If a faculty member is not free to criticize, even publicly, the pedagogy of a fellow instructor, or to respond in kind to his or her critics, important institutional dialogues about teaching, scholarship, politics, and more will be deeply chilled. Faculty already report being reluctant to speak out and even to teach about sensitive issues for fear of professional repercussions. If the lower court’s ruling stands, the increasing chill on faculty expression will only intrude further as administrators around the country seize on the decision to justify disciplining faculty for public dissent on topics both internal and external to the university.
The student whom McAdams defended had expressed his view about gay marriage after his “Theory of Ethics” class. His graduate instructor allegedly told students “everyone agrees on” gay marriage, so they’d skip the topic.
When the student objected in a conversation after class, the instructor said his view was homophobic and could offend his peers.
FIRE puts this incident in the broader context of difficult or embarrassing classroom conversations being silenced or chilled – one notable example is discussion of rape law – because they might embarrass the university:
In recent years, faculty have increasingly faced investigation, discipline, and even termination both for speaking about matters of public concern and for classroom speech wholly germane to the subjects they are teaching. …
Too often, these decisions are informed less by genuine pedagogical concerns and more by a desire to protect the “brand” of the increasingly corporatized university by kowtowing to the demands of students and others who believe they should have the right to decide what is and is not taught — and how things are and are not taught — at our colleges and universities.
By ruling that McAdams’ civil criticism of the graduate instructor was “professional misconduct,” the lower court gutted academic freedom, FIRE says:
How may a faculty member “engage in intellectual debate without fear of censorship or retaliation” if, by naming the proponent of an opposing view, he or she risks sanction?
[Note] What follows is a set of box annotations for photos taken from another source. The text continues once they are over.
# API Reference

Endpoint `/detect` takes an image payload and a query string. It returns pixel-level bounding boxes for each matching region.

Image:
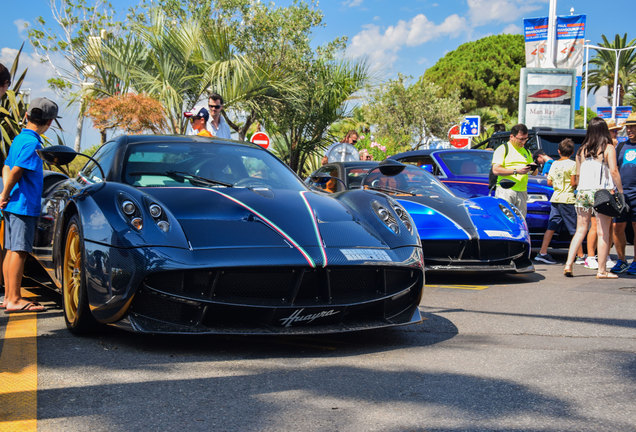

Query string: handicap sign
[459,116,481,136]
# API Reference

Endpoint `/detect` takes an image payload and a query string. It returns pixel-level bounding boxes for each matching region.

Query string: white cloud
[468,0,548,27]
[347,14,466,75]
[501,24,522,34]
[13,19,31,40]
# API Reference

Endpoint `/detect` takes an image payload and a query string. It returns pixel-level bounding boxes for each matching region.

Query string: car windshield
[438,150,492,176]
[347,165,454,199]
[123,142,305,190]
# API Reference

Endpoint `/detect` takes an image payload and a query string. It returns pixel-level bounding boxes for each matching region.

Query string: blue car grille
[422,240,528,262]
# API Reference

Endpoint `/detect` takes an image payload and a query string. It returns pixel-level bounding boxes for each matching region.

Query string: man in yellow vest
[492,123,534,217]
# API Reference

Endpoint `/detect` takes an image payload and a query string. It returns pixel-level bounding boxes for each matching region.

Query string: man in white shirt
[207,93,232,139]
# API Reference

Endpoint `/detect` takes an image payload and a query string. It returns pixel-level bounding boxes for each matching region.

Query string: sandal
[596,273,618,279]
[4,302,46,314]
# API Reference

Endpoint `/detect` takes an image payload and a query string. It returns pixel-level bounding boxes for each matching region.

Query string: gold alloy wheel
[62,224,82,325]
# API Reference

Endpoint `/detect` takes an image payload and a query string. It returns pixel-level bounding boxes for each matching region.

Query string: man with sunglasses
[208,93,231,139]
[492,123,533,217]
[183,108,214,137]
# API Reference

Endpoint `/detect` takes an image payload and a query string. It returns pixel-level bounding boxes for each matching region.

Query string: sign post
[448,125,471,148]
[250,132,270,149]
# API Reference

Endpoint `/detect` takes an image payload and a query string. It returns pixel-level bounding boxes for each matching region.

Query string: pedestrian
[532,149,554,176]
[0,63,11,99]
[534,138,583,264]
[0,98,58,313]
[183,108,214,137]
[492,123,532,217]
[612,113,636,275]
[207,93,232,139]
[320,129,360,165]
[563,117,623,279]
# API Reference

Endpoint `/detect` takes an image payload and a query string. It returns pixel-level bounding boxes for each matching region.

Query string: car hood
[144,188,389,249]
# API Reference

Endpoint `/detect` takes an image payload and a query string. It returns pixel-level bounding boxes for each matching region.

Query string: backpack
[488,142,508,192]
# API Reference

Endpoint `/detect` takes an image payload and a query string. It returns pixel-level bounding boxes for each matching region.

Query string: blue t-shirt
[4,129,44,216]
[541,159,554,175]
[616,141,636,205]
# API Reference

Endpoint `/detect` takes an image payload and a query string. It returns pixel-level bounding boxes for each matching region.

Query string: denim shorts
[3,212,38,253]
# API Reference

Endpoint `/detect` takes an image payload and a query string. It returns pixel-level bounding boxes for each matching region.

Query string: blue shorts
[614,194,636,222]
[3,212,38,253]
[548,203,576,235]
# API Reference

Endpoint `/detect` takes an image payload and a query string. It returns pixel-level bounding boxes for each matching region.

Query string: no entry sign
[250,132,269,148]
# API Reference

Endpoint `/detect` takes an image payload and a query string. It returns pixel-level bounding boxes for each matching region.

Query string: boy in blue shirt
[0,98,58,313]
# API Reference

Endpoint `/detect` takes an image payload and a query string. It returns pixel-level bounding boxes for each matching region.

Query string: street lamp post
[583,41,636,127]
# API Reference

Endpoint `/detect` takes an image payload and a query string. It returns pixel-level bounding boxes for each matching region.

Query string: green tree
[422,35,526,114]
[265,58,368,175]
[28,0,120,151]
[0,44,27,161]
[365,75,461,149]
[587,33,636,105]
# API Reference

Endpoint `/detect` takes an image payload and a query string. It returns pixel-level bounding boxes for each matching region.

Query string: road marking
[0,289,38,432]
[426,285,488,291]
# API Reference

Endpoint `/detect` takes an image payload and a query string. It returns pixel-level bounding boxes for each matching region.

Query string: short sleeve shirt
[548,159,576,204]
[616,141,636,203]
[492,142,532,192]
[4,129,44,216]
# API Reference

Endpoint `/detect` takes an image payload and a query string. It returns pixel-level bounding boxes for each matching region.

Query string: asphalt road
[0,256,636,432]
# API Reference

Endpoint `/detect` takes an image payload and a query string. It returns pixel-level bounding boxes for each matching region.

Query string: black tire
[62,215,99,335]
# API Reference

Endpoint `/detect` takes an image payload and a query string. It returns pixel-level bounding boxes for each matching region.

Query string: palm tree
[587,33,636,105]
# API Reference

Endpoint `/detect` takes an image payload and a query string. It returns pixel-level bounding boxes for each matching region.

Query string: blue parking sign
[459,116,481,136]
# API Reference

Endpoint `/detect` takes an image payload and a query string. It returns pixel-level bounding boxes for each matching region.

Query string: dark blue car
[391,149,569,245]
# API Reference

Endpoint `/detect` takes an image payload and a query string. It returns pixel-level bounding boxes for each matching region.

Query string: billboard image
[519,68,576,129]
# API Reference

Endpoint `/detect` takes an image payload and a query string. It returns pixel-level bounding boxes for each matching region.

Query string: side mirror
[499,179,517,189]
[376,159,406,176]
[37,145,106,180]
[37,145,78,166]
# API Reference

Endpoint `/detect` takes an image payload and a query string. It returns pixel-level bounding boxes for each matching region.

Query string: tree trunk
[74,115,84,153]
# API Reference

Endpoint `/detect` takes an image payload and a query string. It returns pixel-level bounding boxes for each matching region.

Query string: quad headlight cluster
[371,200,413,234]
[119,195,170,232]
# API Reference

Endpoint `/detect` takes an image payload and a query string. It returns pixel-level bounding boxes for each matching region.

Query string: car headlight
[391,202,413,234]
[499,204,518,222]
[371,201,400,234]
[528,194,550,204]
How might a faculty member “remain true to his or her pedagogical philosophy and intellectual commitments” if he or she is prohibited from rebutting critics by name? If termination is an acceptable consequence of the heated debate and sharp-elbowed public criticism that pedagogical dispute may spark, then academic freedom is a dead letter.
Call the new diversity initiative a waste of money? You’re fired
The action isn’t just happening in Wisconsin, notes George Leef of the Martin Center for Academic Renewal.
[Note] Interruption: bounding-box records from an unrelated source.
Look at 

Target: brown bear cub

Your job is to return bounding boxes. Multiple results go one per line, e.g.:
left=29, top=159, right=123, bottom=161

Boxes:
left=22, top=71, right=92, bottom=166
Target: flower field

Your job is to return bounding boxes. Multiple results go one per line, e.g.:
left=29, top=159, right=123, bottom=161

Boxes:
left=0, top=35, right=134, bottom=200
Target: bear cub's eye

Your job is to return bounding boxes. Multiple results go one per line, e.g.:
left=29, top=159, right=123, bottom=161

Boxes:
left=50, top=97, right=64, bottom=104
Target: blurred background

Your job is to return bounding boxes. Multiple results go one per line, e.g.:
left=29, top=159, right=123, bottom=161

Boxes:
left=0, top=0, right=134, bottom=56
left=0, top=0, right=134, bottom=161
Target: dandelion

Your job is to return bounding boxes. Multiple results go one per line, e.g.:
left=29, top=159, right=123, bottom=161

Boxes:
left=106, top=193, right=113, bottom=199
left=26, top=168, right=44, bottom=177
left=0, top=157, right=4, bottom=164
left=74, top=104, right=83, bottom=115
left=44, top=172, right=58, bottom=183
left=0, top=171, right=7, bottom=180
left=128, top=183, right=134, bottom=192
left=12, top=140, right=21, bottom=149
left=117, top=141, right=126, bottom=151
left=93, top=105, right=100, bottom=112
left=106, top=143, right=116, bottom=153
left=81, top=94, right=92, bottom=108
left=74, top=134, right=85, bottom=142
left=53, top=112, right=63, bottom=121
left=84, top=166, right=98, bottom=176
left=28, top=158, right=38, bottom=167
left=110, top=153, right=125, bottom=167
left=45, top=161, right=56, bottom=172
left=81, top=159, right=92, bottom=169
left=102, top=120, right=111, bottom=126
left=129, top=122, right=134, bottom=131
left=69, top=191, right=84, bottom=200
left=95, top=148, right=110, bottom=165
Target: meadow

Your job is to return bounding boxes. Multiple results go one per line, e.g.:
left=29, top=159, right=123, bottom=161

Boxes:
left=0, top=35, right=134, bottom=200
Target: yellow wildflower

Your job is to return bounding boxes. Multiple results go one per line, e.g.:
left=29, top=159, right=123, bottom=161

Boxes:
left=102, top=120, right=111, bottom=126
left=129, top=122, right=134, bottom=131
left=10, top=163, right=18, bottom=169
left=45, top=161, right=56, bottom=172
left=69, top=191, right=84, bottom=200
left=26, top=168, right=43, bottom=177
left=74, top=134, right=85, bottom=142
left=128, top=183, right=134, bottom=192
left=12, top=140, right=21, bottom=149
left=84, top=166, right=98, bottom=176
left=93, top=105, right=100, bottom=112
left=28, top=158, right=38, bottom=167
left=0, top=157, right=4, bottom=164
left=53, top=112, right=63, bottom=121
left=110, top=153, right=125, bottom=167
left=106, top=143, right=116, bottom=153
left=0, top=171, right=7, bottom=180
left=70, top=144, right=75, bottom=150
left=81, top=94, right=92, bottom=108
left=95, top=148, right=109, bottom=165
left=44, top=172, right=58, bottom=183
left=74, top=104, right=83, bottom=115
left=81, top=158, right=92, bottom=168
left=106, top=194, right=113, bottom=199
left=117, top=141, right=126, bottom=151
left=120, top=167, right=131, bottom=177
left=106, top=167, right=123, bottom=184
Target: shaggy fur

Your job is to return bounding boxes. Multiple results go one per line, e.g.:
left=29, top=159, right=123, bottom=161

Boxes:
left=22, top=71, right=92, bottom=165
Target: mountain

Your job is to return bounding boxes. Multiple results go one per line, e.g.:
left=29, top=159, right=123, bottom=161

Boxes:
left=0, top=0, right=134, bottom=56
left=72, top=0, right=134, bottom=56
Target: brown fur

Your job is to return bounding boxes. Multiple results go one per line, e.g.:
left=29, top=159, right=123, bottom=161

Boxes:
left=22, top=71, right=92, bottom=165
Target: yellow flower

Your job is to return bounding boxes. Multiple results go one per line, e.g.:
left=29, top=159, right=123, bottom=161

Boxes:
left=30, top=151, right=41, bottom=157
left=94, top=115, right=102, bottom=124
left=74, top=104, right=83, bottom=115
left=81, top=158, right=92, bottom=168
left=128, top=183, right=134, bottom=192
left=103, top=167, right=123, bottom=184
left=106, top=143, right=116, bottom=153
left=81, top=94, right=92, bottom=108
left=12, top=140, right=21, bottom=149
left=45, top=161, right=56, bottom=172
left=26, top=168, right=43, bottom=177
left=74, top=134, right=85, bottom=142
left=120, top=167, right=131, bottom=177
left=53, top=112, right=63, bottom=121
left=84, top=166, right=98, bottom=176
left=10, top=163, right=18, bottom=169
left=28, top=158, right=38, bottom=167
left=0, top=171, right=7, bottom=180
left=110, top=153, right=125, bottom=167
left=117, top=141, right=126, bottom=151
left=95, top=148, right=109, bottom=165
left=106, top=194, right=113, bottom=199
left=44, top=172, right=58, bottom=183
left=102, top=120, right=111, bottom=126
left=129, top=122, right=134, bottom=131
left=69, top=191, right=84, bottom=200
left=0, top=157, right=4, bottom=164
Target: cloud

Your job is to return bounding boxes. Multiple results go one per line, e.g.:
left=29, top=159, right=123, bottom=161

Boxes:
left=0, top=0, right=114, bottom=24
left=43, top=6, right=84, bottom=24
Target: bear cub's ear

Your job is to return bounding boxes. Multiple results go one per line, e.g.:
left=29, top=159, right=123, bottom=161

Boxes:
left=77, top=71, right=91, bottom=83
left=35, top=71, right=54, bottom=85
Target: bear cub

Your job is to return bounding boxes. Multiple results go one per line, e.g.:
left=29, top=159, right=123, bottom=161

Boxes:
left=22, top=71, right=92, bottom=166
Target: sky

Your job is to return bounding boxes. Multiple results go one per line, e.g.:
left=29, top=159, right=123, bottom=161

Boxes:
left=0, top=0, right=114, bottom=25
He connects the McAdams’ dispute to a University of Arkansas System proposal that would make lack of “collegiality” a fireable offense in and of itself, on par with “threats or acts of violence,” and allow professors to also be fired for a single bad evaluation by a single administrator if they refuse “cooperation” to improve.
As Leef says, the “collegiality” cudgel could be used against a professor who “says[s] something critical of the latest SJW fad or write[s] that the administration’s new diversity initiative is a waste of money.”
The law professors who sounded the alarm about this proposal, Joshua Silverstein and Robert Steinbuch, are basically echoing the argument I made earlier this month: “Collegiality” is a convenient way for administrators to quickly and quietly purge vocal conservatives like McAdams from their faculty.
Minorities are the prime target of the rule, and not just racial and religious minorities, they say: “[O]ne of our greatest fears is that the proposal will put conservative faculty in the cross-hairs because they are a distinct minority on campus.”